Von Nadine Lindner | 05.05.2016
    Der türkische Ministerpräsident Ahmet Davutoglu
    Der türkische Ministerpräsident Ahmet Davutoglu (imago stock&people / IPON)
    "Der Rückzug von Ministerpräsident Ahmet Davutoglu verstärkt die Sorge, dass Präsident Erdogan die demokratische Türkei in einen stärker autoritär durch einen Präsidenten geführten Staat umbauen will."
    So reagierte am Nachmittag der außenpolitische Sprecher der Unions-Bundestagsfraktion, Jürgen Hardt, auf die Meldungen aus der Türkei.

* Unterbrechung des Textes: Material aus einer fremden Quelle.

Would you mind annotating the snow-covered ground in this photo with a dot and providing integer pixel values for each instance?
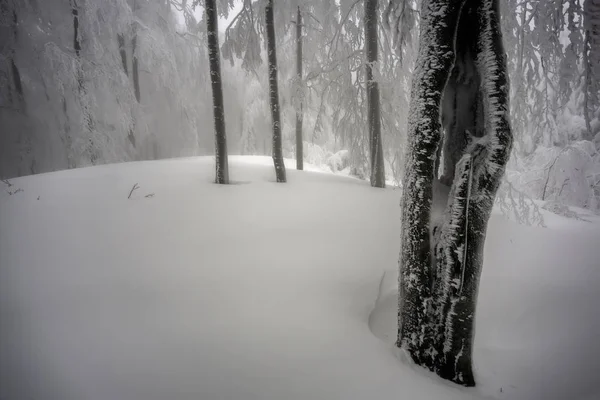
(259, 290)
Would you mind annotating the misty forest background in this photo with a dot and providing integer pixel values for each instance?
(86, 82)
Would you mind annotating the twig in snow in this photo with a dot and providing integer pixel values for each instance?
(136, 186)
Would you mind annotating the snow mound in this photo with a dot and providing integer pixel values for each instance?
(148, 281)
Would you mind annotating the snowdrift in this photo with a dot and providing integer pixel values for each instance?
(183, 289)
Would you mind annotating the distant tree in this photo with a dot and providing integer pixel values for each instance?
(222, 169)
(441, 261)
(299, 116)
(274, 94)
(373, 110)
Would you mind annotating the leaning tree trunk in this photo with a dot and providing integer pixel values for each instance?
(373, 111)
(299, 144)
(440, 268)
(222, 169)
(274, 94)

    "Viele in der Türkei beklagen wie wir in Europa zunehmende Unfreiheit für die Presse, zunehmender Druck auf Oppositionskräfte. Deswegen denke ich, dass es nicht nur um die Macht zwischen Präsident und Minsterpräsident geht, sondern es ist auch ein Kampf um die Richtung, die richtige Richtung der Türkei."
    Für die deutsche Politik heiße das:
    "Zunächst einmal gilt, natürlich weiterhin, dass auch mit einem neuen Ministerpräsidenten die getroffenen Vereinbarungen gelten. Aber dass wir nach wie vor die Dinge, die uns an der türkischen Innenpolitik stören, offen ansprechen, so wie das unter Partnern und Freunden auch richtig ist."

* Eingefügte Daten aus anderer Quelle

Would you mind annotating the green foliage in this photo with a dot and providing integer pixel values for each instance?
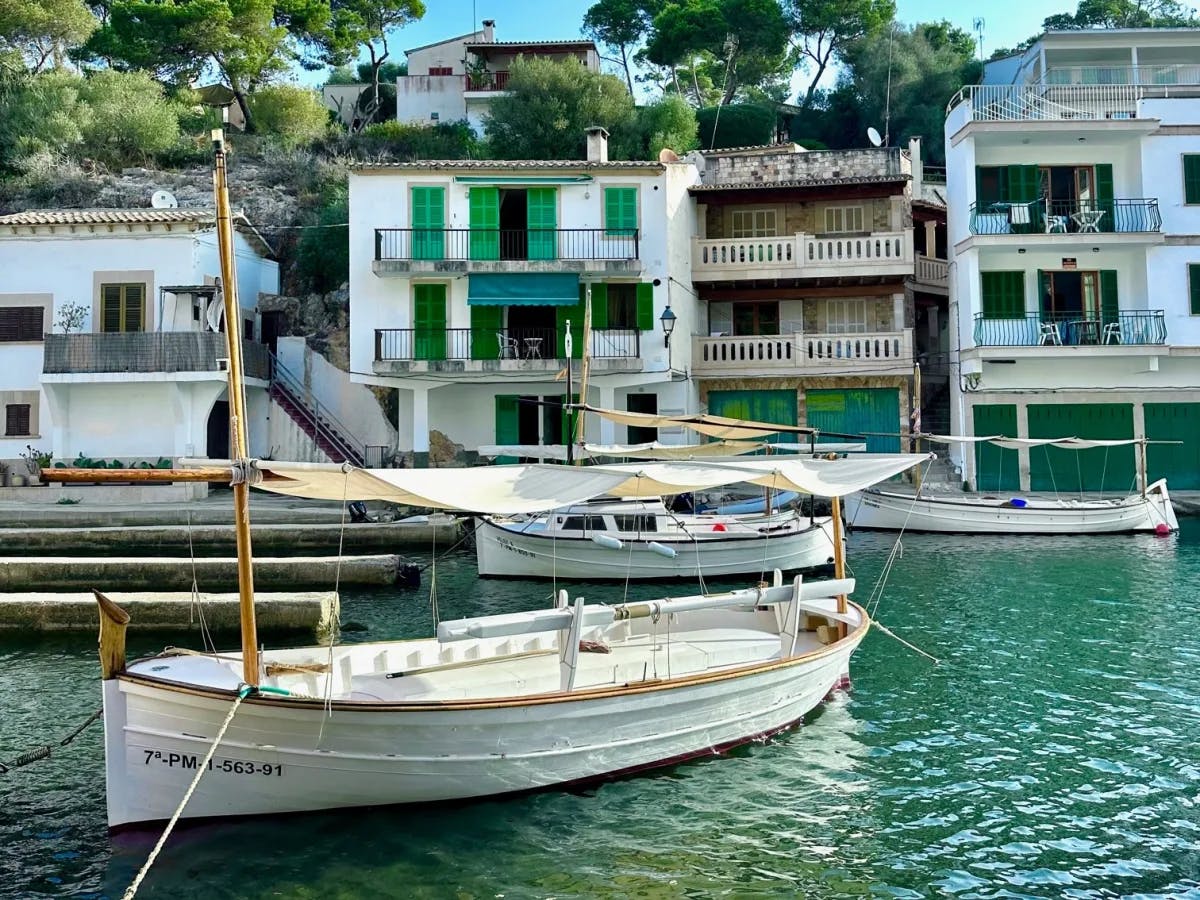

    Schon seit gestern gibt es vor allem aus den Reihen der CDU / CSU zahlreiche kritische Stimmen in Richtung Ankara. Auslöser: Am Mittwoch hatte die EU-Kommission empfohlen, die Visa-Freiheit für die Türkei umzusetzen. Diese lange geplante Regelung war im Zuge des EU-Türkei-Flüchtlings-Abkommens vorgezogen worden. 72 Punkte müssen dafür als Bedingungen erfüllt werden. Bislang sind noch fünf offen, dazu zählen der Datenschutz, Kampf gegen Korruption, sowie ein Stopp der Anwendung des Terrorismusbegriffs auf innenpolitische Gegner wie die Kurden.

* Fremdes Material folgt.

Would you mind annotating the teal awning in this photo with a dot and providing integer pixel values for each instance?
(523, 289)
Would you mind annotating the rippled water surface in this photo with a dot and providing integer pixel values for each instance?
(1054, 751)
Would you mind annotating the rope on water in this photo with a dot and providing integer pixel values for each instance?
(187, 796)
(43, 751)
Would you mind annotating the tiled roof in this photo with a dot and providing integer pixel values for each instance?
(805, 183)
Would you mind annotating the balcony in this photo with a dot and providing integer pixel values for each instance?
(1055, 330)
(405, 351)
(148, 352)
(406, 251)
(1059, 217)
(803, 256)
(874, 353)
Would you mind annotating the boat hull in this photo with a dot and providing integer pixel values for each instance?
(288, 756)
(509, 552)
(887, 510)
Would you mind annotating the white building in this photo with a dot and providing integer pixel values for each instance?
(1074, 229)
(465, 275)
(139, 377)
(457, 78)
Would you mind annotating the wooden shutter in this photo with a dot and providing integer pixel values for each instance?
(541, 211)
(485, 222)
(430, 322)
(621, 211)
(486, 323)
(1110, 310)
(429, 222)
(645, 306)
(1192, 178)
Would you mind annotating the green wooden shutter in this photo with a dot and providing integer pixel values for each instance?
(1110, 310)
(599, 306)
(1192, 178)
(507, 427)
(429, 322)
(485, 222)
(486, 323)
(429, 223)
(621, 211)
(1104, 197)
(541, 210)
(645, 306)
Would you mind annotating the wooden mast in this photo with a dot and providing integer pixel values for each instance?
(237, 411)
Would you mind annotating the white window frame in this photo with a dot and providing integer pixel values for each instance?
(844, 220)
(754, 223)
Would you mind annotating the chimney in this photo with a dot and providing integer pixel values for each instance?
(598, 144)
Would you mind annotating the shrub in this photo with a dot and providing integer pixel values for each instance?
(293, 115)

    Bundeskanzlerin Angela Merkel (CDU) zeigte sich gestern Abend zuversichtlich. Sie sehe eine "realistische Chance", dass die Türkei auch noch die restlichen Bedingungen erfüllen werde. Der CDU-Bundestagsabgeordnete Wolfgang Bosbach sagte dem "Kölner Stadt-Anzeiger" hingegen, es könne mit der Visa-Freiheit zu einer Zunahme der irregulären Migration kommen, "insbesondere wegen der schwierigen Lage in den Kurdengebieten". Bosbach verwies auf den Unmut in der Unionsfraktion. Bayerns Innenminister Joachim Herrmann (CSU) warnte in der gleichen Zeitung davor, dass mit der Visafreiheit der Konflikt mit den Kurden - Zitat - "importiert" würde. Der Koalitionspartner SPD dagegen verwies auf die Verbindlichkeit, die es zwischen den Verhandlungspartnern EU und Türkei geben müsse. Der Parteivize Ralf Stegner verteidigte die Entscheidung der EU-Kommission am Vormittag:
    "Wenn wir, die EU, eine Vereinbarung mit der Türkei schließt, dann erwarten auch, dass sich die Türkei daran hält. Dann gilt das umgekehrt für die Europäische Union natürlich auch."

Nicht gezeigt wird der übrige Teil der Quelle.